Thoughtless
Off the Wall, April 27, 2017

I realize we all have expectations in life. Most of the time we assume things will go as planned, but don’t count on it. I should have put that in capital letters, because there are going to be moments that one might say to him or herself, “Why didn’t anybody tell me,” or simply, “What the hay,” to put it politely.

What I’m leading up to is the disappointment fact concerning the loss of an acquaintance by a friend and myself. Now, I don’t have to state that people die every day, but the news gets around fast normally. In my opinion, the actions of people who were close or associates who lived nearby Charles Bizich should have told my best friend, in particular.

Stan Gordon, “Charlie” as we all called him, and I were all fishing buddies. Even though we could see our good friend going down hill, Stan was fantabulous with him. He took care of all his transportation, doctor trips and other necessities.

I had known Charlie ever since we met at Lefty’s, a little restaurant that used to exist where Camrates Auto Services is now. A matter of fact, I contracted him to put in the fence that surrounds my property, presently. That was a long time ago.

Actually, it was touch how Stan took care of Charlie. He was always ‘Johnny on the spot’ being gentle, but encouraging wherever we went. At different times I, too, would telephone him relating that he to keep pressing forward, because of nothing else, there was a bound there.

One day while at work, Stan was informed by a customer, Charlie had died. That in itself was a shock, but the thing that ‘iced the cake,’ we weren’t informed until after some two weeks.

If one thinks I was floored, Stan was numb. “Even after I got home from work I was dazed.” And why shouldn’t he be? There were a lot of people who knew Stan took care of Charlie faithfully, and yet, no one told him immediately after his death. How thoughtless…
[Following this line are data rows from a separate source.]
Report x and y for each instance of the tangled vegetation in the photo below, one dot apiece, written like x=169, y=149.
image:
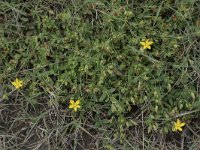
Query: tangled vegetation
x=91, y=74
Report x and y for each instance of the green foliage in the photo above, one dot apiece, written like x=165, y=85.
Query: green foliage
x=91, y=51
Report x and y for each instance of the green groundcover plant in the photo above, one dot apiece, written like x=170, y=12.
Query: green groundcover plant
x=126, y=63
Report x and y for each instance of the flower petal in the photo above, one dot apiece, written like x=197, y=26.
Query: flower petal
x=180, y=129
x=77, y=102
x=142, y=43
x=75, y=109
x=71, y=106
x=71, y=102
x=182, y=124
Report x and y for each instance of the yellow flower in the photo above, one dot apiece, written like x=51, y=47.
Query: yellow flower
x=146, y=44
x=17, y=83
x=178, y=125
x=74, y=105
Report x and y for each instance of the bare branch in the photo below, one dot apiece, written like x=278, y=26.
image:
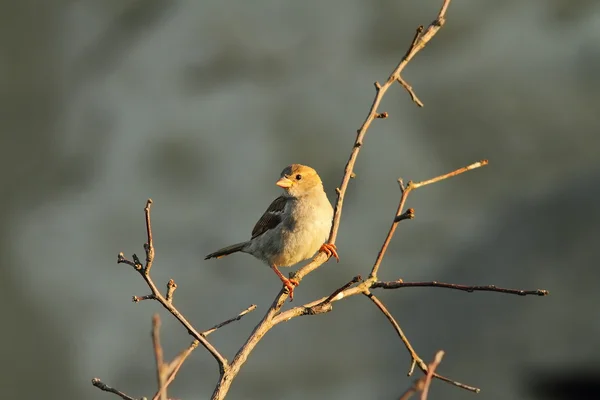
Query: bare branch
x=157, y=295
x=413, y=354
x=104, y=387
x=159, y=357
x=174, y=366
x=273, y=316
x=464, y=288
x=430, y=371
x=422, y=384
x=236, y=318
x=405, y=190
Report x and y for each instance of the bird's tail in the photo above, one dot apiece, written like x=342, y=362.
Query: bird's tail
x=225, y=251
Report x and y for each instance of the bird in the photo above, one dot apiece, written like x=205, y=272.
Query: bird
x=293, y=228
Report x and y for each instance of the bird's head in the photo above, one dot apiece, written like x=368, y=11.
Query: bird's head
x=298, y=180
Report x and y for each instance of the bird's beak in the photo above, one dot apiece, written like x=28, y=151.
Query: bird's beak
x=284, y=182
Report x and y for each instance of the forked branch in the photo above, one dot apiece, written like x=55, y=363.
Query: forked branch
x=228, y=370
I remember sometime back when I had a customer come into my store. His favorite product was Gummie Worms. At first he bought them from me. Then he tried to talk me into discounting the price.

After a period of time, six months to be exact, someone came into the store and said, “Hey, did you know Billy died? That wasn’t his name, but it suffices for the point I’m trying to make.

I’m sure Charlie told others about Stan. To me, that goes without saying. As far as I see it, I don’t think he told them anything about me. As for Billy, I wouldn’t have expected the same to occur.

Here’s the question that often bugged me. If I don’t see an obituary in the newspaper that a certain individual succumbed what happened to him or her? Where did either go?

I decided to call Westmoreland County Courthouse and talk to the coroner’s office. A representative told me that if the family doesn’t make arrangements to transfer the body, the county would take the deceased to the morgue and spend a lengthy time trying to locate relatives. If still no one is found who has blood ties to the individual, then the person will be cremated. I heard Billy was incinerated.

I believe obituaries are a wonderful way to communicate with the public. When one gets to be my age, in particular, monthly I read about the deceased who I met along my travels and have since departed.

It’s true, the family has to pay a stipend to advertise in a newspaper(s) in order to let others know that a person has ‘moved on,’ but again, in my opinion, it’s money well spent.

If Charlie, would have been one of the few ‘featured’ on the obituary page days after his death, we may have been disheartened and sad, to say the least, but I know without a shadow of a doubt, the reading of his death would have been a little more comforting, if that’s the right word to use.

Even the mention of a memorial service in the future is a lot easier to take, because the obituary notice relates the fact that the death just occurred, and a celebration of his life will be in the near future.